In a contested case, Pasha argued that competition would lead to a better allocation of resources and better service and prices for interisland vehicle freight and other bulky items that the Jean Anne can handle, such as construction materials.
Young Brothers, which has what Pasha calls a monopoly of interisland shipping, objected that the proposal was not an apples-to-apples comparison, since the Jean Anne will call only at big ports: Honolulu, Kahului, Hilo, Nawiliwili, Barbers Point and Pearl Harbor.
Smaller harbors, like Kaumalapau on Lanai and Kaunakakai on Molokai, are served by Young Brothers barges. Young Brothers President Glenn Hong said the company loses money at those ports because the volume of traffic isn’t sufficient to cover costs.
For decades, Young Brothers has subsidized the small islands from its profitable routes to big harbors. Young Brothers said Pasha was only “cherry-picking” the easy and lucrative routes and ignoring the broader public interest.

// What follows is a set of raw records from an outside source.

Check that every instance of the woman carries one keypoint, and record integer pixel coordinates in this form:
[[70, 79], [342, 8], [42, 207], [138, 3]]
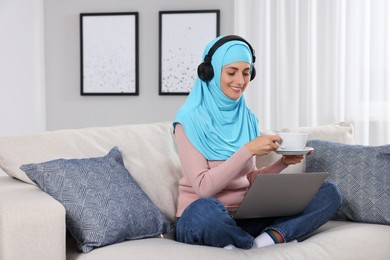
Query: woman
[[218, 138]]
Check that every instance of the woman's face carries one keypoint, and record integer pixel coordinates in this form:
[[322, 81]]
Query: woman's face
[[234, 79]]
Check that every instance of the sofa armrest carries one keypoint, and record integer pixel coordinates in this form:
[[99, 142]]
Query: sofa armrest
[[31, 222]]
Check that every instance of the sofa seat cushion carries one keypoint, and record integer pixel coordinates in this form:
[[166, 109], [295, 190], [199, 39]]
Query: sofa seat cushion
[[336, 240]]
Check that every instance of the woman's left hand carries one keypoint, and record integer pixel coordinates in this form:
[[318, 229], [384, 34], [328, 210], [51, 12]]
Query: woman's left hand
[[293, 159]]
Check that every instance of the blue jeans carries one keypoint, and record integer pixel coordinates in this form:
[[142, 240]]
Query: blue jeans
[[206, 221]]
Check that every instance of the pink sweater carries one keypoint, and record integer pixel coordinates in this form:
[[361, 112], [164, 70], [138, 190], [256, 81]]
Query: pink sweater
[[227, 180]]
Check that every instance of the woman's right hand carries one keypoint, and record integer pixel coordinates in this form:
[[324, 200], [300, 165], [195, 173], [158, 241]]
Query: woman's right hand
[[264, 144]]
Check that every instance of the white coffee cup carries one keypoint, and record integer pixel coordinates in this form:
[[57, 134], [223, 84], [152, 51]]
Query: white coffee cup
[[293, 141]]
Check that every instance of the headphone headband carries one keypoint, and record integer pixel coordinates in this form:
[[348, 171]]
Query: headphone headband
[[226, 39], [205, 69]]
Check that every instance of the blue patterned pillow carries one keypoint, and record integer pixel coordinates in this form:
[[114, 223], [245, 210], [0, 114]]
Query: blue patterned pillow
[[363, 175], [103, 203]]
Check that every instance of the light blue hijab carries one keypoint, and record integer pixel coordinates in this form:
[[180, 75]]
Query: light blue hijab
[[216, 125]]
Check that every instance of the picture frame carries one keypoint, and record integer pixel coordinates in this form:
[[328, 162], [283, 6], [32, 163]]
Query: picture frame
[[109, 53], [182, 37]]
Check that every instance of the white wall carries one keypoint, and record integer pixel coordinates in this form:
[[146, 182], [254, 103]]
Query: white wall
[[22, 86], [66, 108]]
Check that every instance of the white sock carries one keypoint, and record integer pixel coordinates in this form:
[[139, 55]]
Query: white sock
[[263, 240]]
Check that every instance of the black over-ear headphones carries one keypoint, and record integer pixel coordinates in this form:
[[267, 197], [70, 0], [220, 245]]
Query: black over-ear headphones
[[205, 69]]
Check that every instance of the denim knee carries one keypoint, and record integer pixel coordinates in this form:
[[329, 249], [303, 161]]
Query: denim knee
[[334, 195], [206, 222]]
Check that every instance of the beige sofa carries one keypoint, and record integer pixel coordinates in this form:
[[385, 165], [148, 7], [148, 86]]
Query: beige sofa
[[32, 223]]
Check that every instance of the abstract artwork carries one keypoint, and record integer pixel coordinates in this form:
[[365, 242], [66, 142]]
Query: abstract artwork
[[109, 53], [183, 36]]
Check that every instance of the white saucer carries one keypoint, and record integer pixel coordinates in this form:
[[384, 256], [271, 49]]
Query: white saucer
[[306, 150]]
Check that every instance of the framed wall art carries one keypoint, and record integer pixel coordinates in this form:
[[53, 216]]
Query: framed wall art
[[109, 53], [183, 35]]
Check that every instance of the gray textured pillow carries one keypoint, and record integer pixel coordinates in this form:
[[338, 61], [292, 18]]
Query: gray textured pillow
[[103, 203], [363, 175]]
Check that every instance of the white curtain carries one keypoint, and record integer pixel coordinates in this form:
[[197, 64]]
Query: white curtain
[[320, 61]]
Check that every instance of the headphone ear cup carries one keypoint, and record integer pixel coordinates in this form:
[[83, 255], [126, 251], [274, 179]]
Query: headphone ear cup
[[253, 72], [205, 71]]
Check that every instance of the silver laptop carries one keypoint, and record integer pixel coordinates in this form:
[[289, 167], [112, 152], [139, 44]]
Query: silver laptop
[[276, 195]]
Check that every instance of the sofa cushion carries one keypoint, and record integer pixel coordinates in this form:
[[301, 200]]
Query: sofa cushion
[[148, 150], [363, 175], [103, 203], [341, 132]]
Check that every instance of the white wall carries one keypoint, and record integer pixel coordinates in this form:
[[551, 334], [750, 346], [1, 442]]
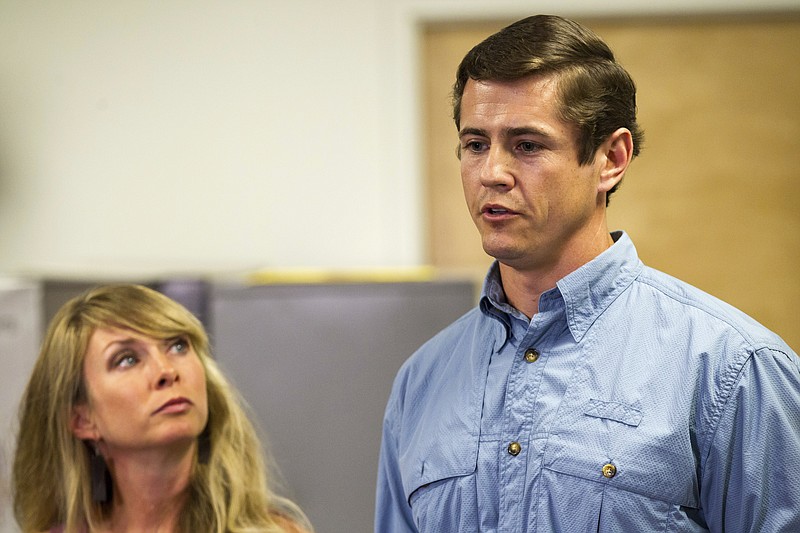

It’s an old argument in the islands: Matson Navigation, which competes with Pasha from the West Coast and Young Brothers on some routes intrastate, has long championed a “Neighbor Islands through rate,” charging the same from California to Maui through Honolulu as just to Honolulu. The thought is that if it cost more to ship to the Neighbor Islands, that would drive even more of the state’s business to Oahu.
Pasha and Young Brothers officials could not be reached for comment Tuesday. Pasha did not announce how soon it would begin accepting interisland shipments.
In its decision and order, the PUC said, “The commission recognizes the value of encouraging competition and providing consumers with a choice of intrastate water carriers. The addition of a second water carrier of property would also minimize any potential harm or inconvenience to the public that would occur if existing services are disrupted.
“Moreover, despite certain claims to the contrary, the commission finds that there is no specific, verifiable evidence in the record that Pasha’s proposed service will detrimentally harm the public or other intrastate water carriers.
“Given Pasha’s unique market positioning and limited scope of service, the commission believes that there will probably be no undue harm to the existing carrier. The commission, however, is fully cognizant of the concerns that the existing carrier’s ability to serve certain customers and Neighbor Island communities may be potentially affected by Pasha’s entry into the market.”
Actual outcomes will determine whether the commission makes its order permanent, and it reserved the authority to “terminate Pasha’s interim authority to operate if, at any time, the commission determines that Pasha’s intrastate service results in significant adverse effects on existing services or the public interest.”